20 abril 2014

XIX.- El Renuncia: Los preparativos

MP tan pronto como terminó la cena, excitado por los acontecimientos del día y, sobre todo, por la inesperada decisión que a sus años había tomado, se acostó. A los cinco minutos, sus ronquidos profundos y regulares proporcionaron un palpitar propio al piso viejo y destartalado de la calle de la Madera. Al Renuncia, acostumbrado a los conciertos nocturnos polífonos y descompasados de la fonda del tío Simancas, aquel solo rítmico y nasal le pareció un murmullo somero, incapaz de turbar su descanso. Serafín, tras las chuletas fritas con pimientos que cenaron, se había echado a dormir en el sofá bajo una manta que le había pasado el viejo.
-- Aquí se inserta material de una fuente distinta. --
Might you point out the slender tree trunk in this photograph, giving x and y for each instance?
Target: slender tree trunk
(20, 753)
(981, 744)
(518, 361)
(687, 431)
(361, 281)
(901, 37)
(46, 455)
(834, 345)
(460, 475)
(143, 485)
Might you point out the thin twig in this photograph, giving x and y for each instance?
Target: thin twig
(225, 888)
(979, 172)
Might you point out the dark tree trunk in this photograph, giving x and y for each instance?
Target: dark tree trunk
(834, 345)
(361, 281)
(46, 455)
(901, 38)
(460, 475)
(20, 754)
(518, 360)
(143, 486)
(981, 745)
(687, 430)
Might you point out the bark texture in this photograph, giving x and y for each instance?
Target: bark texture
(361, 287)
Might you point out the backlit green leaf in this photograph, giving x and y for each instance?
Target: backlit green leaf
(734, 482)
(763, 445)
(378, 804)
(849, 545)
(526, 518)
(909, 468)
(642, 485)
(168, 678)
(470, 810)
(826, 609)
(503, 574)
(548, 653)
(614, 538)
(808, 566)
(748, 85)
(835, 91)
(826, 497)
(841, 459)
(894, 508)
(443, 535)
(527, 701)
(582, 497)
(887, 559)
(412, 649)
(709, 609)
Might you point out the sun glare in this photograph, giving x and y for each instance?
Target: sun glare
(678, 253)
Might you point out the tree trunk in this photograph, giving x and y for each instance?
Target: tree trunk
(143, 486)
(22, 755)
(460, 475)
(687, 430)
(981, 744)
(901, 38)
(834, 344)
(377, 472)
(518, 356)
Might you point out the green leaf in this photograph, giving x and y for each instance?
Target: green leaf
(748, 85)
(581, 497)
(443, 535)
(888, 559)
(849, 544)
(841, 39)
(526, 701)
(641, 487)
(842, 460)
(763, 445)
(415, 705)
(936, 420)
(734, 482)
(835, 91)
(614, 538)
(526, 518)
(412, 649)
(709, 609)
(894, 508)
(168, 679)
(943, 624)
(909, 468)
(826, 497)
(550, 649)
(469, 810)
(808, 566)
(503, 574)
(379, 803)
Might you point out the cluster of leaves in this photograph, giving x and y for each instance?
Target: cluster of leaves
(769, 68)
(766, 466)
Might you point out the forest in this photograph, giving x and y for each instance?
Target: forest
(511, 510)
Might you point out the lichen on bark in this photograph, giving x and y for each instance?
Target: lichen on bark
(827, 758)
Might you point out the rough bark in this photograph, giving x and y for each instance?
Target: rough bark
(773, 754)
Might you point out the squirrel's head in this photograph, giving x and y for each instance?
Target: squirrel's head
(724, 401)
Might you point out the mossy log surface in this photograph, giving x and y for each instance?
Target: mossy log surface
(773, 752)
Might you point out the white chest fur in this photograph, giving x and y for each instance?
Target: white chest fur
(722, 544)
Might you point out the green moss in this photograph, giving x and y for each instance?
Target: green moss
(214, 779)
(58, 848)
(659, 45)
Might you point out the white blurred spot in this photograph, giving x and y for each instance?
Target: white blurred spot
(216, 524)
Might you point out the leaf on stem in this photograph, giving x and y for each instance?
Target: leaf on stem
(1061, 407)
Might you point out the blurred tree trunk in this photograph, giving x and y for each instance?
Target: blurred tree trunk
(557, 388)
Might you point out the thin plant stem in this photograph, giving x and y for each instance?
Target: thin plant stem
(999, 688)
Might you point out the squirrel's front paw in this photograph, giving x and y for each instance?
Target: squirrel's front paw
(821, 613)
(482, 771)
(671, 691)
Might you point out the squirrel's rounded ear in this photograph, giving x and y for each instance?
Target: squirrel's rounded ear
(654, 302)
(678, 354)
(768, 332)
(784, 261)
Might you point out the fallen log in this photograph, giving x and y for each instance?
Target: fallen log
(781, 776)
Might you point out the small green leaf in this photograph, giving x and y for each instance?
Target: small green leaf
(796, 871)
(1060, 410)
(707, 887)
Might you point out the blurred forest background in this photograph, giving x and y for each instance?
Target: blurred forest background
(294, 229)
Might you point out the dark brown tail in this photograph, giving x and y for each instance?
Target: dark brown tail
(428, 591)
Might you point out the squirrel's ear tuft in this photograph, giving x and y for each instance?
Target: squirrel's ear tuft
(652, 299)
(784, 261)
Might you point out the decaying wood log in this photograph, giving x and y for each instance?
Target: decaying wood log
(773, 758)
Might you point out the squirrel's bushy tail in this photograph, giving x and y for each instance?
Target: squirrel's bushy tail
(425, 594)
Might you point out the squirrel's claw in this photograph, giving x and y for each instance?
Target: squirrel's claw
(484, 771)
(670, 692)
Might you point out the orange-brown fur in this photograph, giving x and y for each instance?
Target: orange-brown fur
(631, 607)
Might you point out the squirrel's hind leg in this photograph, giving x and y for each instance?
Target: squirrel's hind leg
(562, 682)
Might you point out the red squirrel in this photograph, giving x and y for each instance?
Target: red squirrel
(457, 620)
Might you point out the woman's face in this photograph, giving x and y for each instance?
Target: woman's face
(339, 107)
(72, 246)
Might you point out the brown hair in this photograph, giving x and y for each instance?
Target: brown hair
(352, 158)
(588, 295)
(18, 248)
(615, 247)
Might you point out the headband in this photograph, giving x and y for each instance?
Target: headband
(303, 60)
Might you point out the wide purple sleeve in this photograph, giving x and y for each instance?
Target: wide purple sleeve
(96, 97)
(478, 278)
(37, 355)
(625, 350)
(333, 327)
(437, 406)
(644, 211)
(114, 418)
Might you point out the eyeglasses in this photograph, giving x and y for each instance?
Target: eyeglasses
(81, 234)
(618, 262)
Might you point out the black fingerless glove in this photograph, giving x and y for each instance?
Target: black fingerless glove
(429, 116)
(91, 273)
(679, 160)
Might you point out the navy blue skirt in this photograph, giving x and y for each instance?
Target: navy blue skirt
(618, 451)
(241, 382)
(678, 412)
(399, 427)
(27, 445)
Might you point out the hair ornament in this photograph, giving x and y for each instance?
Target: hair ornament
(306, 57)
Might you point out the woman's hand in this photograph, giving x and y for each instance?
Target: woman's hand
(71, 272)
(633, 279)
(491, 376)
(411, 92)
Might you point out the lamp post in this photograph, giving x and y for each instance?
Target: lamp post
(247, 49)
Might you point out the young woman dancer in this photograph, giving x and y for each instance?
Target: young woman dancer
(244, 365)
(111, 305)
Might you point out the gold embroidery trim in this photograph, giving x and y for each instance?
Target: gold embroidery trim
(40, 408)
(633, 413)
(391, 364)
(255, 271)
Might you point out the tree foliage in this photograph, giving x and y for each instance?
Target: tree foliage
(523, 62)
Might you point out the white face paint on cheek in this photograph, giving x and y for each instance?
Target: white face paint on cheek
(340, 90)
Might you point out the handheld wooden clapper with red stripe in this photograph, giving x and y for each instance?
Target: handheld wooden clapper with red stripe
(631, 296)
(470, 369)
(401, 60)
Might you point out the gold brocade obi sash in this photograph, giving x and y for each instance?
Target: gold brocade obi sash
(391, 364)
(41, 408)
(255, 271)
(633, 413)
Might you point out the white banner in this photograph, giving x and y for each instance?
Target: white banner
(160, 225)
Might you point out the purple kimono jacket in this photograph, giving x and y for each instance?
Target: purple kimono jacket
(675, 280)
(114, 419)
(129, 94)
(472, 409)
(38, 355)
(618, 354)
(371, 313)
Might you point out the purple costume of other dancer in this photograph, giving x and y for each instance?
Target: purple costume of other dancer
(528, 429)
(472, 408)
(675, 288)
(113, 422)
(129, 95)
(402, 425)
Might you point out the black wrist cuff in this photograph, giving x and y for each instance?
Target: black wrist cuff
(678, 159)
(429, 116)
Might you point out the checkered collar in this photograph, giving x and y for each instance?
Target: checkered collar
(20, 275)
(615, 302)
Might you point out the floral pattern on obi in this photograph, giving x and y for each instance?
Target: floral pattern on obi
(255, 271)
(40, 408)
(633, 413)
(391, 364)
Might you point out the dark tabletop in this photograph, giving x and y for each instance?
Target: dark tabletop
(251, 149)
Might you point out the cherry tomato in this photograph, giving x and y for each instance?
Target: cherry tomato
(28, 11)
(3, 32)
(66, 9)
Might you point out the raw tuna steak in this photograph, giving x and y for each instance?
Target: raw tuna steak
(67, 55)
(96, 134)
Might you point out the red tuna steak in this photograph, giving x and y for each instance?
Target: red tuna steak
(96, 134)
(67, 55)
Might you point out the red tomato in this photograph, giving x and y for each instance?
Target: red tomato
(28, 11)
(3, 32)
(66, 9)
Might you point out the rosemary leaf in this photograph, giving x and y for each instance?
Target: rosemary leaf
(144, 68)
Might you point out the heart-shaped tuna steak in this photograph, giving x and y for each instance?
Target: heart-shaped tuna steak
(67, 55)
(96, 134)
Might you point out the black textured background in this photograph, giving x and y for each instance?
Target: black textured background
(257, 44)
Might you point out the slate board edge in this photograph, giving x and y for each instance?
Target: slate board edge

Se despertó Serafín, abruptamente sobresaltado por el rumor bronco, salpicado de alaridos de sirenas, del tráfico del centro. Permaneció unos instantes desorientado, abrumado por un fragor que ya sólo tenía en el recuerdo. Tan abrumador era el clamor urbano, que Serafín buscó con ansia la claridad del día. Ésta había sido su despertador silencioso últimamente y, al encontrarla irisando los visillos y darse cuenta de que, aún tenue, estaba comenzando a entrar en la pieza, se tranquilizó. Se incorporó, apartó la manta, y quedó sentado en el sofá que le sirvió de lecho. Sobre la mesa baja había un cenicero, con la mitad apagada del cigarro que don Macario le ofreció, y las dos copas de coñac, vacía la que bebió su anfitrión, y con medio dedo la suya. Tomó el medio cigarro y lo encendió. La primera calada le supo agria y apestosa. Se llevó la copa a los labios y apuró el medio dedo de coñac de una vez. Le escoció ligeramente la garganta y, para compensarlo, aspiró de nuevo el cigarro recién encandilado. No se oía ya ronquido alguno o, tal vez, si lo había, la estridencia aguda de la calle lo tapaba.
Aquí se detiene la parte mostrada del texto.